TDAA you are not really arguing with me..but with the stated laws in most US States.
Your first quote response above - yes I check my staff's work, but I ALSO have direct and personal input and decision making in how the structure gets built in the first place.
This is where the typical licening law makes a very VERY important distinction. The practice of engineering involves decision making. It involves process, coordination, and an intimacy with the project.
While a complete design review of another engineer's design can be considered the practice of engineering, a review like that must include a comprehensive design/calculation effort to allow that reviewing engineer to then serve as engineer of record.
The state laws that prohibit plan stamping are there because the engineering boards correctly perceive that too many cases would occur where someone will "review" a design and stamp it without fully digging into the design and understanding it.
An engineer who does not supervise the original design effort, does not
decide how things are framed, where the load paths go, and how connections are to be facilitated, does not have the same knowledge, care or control of an engineer who participates in the design as it happens.

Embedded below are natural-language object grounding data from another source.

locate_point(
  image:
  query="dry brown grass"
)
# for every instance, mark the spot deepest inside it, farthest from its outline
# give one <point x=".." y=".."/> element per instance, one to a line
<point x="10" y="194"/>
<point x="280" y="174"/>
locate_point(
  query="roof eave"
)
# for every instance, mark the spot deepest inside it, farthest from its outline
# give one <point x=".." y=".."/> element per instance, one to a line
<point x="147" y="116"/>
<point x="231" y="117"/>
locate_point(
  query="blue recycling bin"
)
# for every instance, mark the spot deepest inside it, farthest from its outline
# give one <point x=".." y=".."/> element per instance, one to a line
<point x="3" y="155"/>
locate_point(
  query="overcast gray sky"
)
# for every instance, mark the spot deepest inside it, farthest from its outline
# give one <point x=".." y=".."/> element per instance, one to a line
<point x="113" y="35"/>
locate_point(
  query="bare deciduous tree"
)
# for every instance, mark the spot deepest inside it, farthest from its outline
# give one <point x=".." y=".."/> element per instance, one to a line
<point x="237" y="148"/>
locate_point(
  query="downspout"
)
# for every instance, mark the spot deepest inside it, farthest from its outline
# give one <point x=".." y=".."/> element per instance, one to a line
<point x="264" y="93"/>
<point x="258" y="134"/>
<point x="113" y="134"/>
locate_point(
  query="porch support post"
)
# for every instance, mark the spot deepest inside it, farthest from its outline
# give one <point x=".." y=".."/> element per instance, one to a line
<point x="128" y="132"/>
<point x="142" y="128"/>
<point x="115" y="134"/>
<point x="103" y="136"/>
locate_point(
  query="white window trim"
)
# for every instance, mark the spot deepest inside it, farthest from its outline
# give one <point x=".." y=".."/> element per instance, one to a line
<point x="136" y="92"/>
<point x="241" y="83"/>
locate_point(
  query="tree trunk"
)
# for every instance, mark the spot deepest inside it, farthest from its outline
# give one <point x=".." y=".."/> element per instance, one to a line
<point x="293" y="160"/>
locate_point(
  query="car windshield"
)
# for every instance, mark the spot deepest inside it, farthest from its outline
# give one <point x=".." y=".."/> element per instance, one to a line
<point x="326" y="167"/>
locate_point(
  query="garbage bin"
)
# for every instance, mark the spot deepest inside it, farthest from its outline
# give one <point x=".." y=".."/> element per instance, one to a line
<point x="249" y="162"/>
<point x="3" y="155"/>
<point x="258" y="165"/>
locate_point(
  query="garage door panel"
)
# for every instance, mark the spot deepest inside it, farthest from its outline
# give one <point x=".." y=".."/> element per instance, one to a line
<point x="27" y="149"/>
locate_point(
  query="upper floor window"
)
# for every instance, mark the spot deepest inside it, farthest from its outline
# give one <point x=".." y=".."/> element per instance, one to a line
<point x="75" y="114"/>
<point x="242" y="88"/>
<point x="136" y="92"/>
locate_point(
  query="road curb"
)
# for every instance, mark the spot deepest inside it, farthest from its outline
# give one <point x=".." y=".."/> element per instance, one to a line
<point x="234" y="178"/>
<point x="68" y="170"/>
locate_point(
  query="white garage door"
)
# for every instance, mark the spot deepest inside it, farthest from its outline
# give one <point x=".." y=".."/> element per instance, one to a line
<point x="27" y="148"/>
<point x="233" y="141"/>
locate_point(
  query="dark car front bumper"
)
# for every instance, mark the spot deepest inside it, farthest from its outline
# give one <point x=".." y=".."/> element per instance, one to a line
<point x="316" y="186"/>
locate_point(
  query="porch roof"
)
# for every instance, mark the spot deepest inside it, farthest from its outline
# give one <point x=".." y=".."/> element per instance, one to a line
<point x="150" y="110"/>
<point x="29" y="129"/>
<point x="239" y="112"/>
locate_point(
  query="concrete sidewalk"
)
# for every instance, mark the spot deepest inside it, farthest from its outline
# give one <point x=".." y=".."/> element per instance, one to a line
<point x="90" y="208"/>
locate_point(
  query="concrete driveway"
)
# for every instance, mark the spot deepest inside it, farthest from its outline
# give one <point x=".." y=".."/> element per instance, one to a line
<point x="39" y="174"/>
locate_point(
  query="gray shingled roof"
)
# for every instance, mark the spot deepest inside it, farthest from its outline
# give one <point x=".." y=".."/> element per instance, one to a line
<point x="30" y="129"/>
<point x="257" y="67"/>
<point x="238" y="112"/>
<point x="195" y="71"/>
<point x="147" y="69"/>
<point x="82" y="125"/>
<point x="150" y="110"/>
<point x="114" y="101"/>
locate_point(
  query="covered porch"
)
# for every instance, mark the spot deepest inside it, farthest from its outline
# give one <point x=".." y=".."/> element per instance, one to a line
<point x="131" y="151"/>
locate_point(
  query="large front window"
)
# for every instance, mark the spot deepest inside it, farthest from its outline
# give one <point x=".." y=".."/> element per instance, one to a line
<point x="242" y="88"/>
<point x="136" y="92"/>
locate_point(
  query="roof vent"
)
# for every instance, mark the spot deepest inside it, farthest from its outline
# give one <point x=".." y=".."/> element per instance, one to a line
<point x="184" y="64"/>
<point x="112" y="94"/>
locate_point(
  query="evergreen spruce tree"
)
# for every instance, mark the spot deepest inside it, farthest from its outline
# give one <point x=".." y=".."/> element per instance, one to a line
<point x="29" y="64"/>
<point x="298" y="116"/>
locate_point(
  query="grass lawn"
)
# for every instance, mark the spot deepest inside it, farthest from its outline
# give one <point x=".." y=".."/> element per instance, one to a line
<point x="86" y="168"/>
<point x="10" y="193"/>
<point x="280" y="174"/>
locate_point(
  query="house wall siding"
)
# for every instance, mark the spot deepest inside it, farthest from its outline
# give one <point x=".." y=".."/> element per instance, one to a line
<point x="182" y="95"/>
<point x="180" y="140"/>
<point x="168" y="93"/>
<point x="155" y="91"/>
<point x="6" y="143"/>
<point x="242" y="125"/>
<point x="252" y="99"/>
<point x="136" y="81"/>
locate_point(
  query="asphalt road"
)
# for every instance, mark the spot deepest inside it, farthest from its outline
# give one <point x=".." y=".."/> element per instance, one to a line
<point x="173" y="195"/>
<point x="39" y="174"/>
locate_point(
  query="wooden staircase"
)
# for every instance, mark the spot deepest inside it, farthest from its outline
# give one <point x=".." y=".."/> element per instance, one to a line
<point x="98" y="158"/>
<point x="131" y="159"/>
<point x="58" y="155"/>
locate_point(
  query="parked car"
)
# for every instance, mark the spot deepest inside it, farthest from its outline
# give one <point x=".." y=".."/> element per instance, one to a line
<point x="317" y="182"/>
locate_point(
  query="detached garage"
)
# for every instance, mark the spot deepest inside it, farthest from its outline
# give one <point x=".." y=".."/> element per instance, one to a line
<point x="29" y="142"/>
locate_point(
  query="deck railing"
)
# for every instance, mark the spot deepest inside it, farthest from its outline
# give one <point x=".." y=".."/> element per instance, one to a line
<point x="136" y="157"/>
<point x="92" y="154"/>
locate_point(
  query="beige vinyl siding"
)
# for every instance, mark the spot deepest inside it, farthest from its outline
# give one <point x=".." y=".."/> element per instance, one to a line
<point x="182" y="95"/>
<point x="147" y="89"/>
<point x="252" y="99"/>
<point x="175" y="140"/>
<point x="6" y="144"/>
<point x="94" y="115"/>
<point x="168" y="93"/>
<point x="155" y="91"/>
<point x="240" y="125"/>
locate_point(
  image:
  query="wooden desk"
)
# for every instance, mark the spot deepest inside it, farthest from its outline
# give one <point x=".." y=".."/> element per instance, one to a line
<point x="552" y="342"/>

I agree with your other two quotes of mine - backward statement by me and all.
But your last statement:
But what if that engineer takes the same care as you (or even better) when doing his/her review?
If the reviewing engineer takes the same care or better in DESIGNING the project, I have no problem. But the fear is that many engineers who "plan stamp" won't do a COMPLETE design. The human tendancy is to check something only to a certain extent...and that is what the plan stamping laws are out to prohibit.